It is largely understood that millennials have become increasingly subject to depression and other mental illnesses and it is becoming a widely talked about topic in the media and amongst education circles. However, a recent study revealed the depth of this problem and exposes the reality to be much worse than expected. The research published in Translational Psychiatry concluded that the total amount of teens experiencing depression is much higher than originally thought and disproportionately affects females: 36% of girls in the study confirmed their experiences of depression in comparison to only 14% of boys in the sample. Thus, a staggering one in three teenage girls in the United States of America experience depression during adolescence.

The study was based on date collected from interviews with over 100,000 children who took part in the National Survey of Drug Use and Health over a five year period from 2009 to 2014, which is an annual survey on a representative sample of the US population.

Illustration courtesy of artist Polly Nor

Senior researcher in the division of health for RAND and lead author of the study, Joshua Breslau, suggested that one of the main reasons for gender disparity in depression statistics was due to social and biological factors during mid-adolescence. There exists numerous working theories about why girls develop differently to boys, these include social differences and hormone compositions.

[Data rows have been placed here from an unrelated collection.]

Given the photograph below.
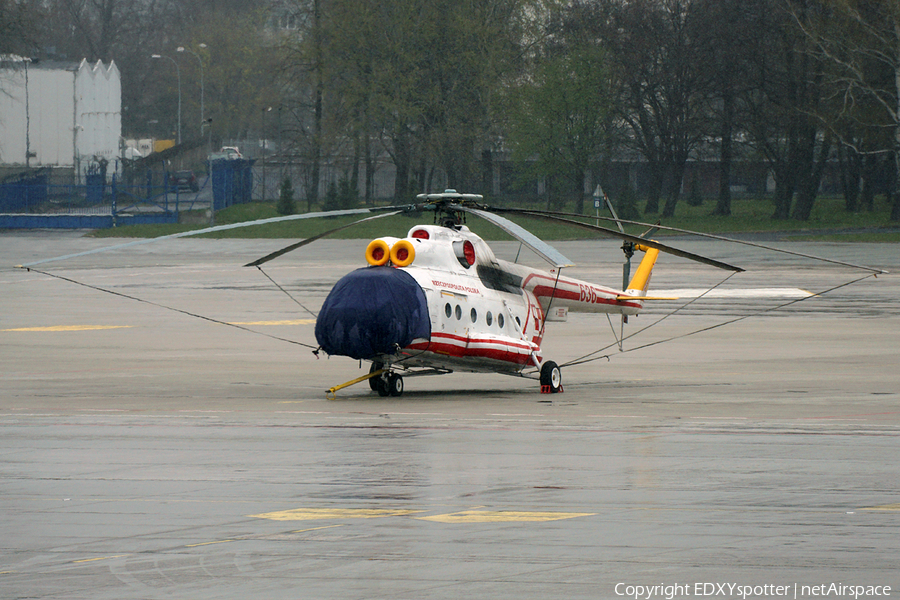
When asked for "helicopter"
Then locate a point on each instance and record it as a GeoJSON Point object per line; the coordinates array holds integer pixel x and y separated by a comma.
{"type": "Point", "coordinates": [439, 301]}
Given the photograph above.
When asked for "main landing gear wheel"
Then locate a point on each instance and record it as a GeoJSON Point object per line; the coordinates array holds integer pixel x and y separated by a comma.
{"type": "Point", "coordinates": [551, 378]}
{"type": "Point", "coordinates": [395, 384]}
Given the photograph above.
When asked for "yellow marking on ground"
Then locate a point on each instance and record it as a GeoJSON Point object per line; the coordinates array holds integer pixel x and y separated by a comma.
{"type": "Point", "coordinates": [318, 528]}
{"type": "Point", "coordinates": [208, 543]}
{"type": "Point", "coordinates": [291, 322]}
{"type": "Point", "coordinates": [99, 558]}
{"type": "Point", "coordinates": [503, 516]}
{"type": "Point", "coordinates": [70, 328]}
{"type": "Point", "coordinates": [884, 507]}
{"type": "Point", "coordinates": [312, 514]}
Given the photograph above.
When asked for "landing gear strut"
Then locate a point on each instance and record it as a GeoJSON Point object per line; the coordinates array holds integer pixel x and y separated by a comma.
{"type": "Point", "coordinates": [551, 378]}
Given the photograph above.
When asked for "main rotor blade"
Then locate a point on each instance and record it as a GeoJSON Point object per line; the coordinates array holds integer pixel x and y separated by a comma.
{"type": "Point", "coordinates": [630, 238]}
{"type": "Point", "coordinates": [711, 236]}
{"type": "Point", "coordinates": [310, 240]}
{"type": "Point", "coordinates": [540, 247]}
{"type": "Point", "coordinates": [331, 213]}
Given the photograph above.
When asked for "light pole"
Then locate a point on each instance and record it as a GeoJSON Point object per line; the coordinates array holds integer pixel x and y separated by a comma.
{"type": "Point", "coordinates": [197, 56]}
{"type": "Point", "coordinates": [264, 144]}
{"type": "Point", "coordinates": [178, 73]}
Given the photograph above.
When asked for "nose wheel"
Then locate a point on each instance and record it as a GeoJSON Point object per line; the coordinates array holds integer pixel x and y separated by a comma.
{"type": "Point", "coordinates": [388, 384]}
{"type": "Point", "coordinates": [551, 378]}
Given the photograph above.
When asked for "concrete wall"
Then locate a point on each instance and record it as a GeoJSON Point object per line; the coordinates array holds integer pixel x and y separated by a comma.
{"type": "Point", "coordinates": [70, 114]}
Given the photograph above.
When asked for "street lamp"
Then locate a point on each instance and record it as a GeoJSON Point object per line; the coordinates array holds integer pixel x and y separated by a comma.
{"type": "Point", "coordinates": [264, 145]}
{"type": "Point", "coordinates": [197, 56]}
{"type": "Point", "coordinates": [178, 73]}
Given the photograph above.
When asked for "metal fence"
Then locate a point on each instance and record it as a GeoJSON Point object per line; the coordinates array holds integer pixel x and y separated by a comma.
{"type": "Point", "coordinates": [41, 198]}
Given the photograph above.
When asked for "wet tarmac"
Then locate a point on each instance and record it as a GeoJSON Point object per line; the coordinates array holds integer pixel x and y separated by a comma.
{"type": "Point", "coordinates": [148, 453]}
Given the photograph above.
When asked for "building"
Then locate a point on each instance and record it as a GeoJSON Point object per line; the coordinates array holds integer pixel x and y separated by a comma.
{"type": "Point", "coordinates": [57, 114]}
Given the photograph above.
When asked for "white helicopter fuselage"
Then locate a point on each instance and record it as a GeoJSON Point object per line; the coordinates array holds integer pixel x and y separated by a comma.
{"type": "Point", "coordinates": [488, 314]}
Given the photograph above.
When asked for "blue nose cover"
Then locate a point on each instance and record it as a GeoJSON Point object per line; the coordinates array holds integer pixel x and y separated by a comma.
{"type": "Point", "coordinates": [372, 311]}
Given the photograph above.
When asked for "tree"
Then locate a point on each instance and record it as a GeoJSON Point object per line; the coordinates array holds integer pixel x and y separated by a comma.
{"type": "Point", "coordinates": [415, 77]}
{"type": "Point", "coordinates": [663, 88]}
{"type": "Point", "coordinates": [18, 26]}
{"type": "Point", "coordinates": [285, 204]}
{"type": "Point", "coordinates": [560, 118]}
{"type": "Point", "coordinates": [783, 101]}
{"type": "Point", "coordinates": [860, 43]}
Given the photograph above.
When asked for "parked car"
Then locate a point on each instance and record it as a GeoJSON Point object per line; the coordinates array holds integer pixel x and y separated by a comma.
{"type": "Point", "coordinates": [183, 181]}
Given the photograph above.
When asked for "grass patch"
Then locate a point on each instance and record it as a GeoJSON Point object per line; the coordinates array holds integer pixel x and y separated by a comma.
{"type": "Point", "coordinates": [748, 215]}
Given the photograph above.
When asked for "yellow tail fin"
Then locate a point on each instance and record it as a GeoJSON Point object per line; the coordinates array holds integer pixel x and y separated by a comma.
{"type": "Point", "coordinates": [641, 280]}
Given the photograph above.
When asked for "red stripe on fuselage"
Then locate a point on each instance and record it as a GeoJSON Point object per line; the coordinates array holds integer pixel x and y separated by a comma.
{"type": "Point", "coordinates": [505, 350]}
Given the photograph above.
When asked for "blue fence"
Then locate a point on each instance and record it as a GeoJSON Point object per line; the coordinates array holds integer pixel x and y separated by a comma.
{"type": "Point", "coordinates": [32, 201]}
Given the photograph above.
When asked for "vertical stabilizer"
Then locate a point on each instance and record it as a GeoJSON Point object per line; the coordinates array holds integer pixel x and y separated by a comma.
{"type": "Point", "coordinates": [641, 280]}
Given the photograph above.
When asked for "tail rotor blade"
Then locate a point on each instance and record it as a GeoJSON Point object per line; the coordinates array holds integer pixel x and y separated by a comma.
{"type": "Point", "coordinates": [628, 238]}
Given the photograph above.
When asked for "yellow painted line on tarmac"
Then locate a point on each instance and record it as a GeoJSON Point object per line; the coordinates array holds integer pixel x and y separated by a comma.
{"type": "Point", "coordinates": [883, 507]}
{"type": "Point", "coordinates": [70, 328]}
{"type": "Point", "coordinates": [263, 323]}
{"type": "Point", "coordinates": [502, 516]}
{"type": "Point", "coordinates": [318, 528]}
{"type": "Point", "coordinates": [312, 514]}
{"type": "Point", "coordinates": [208, 543]}
{"type": "Point", "coordinates": [99, 558]}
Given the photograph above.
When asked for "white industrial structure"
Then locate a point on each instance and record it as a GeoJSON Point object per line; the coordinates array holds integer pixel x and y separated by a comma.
{"type": "Point", "coordinates": [55, 114]}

Elizabeth Miller, senior author of the study and director of the division of adolescent medicine at the Children’s Hospital of Pittsburgh, advised that families and other individuals who work with children should be educated to recognize early signs of childhood depression in order to connect them with a paediatrician in the early stages. Her guidelines warned against extended periods of low mood, insomnia, irritability, feelings of guilt and noticing an inability to enjoy normally pleasurable activities.

This research is an important step in the right direction, developing a dialogue is integral in developing a solution.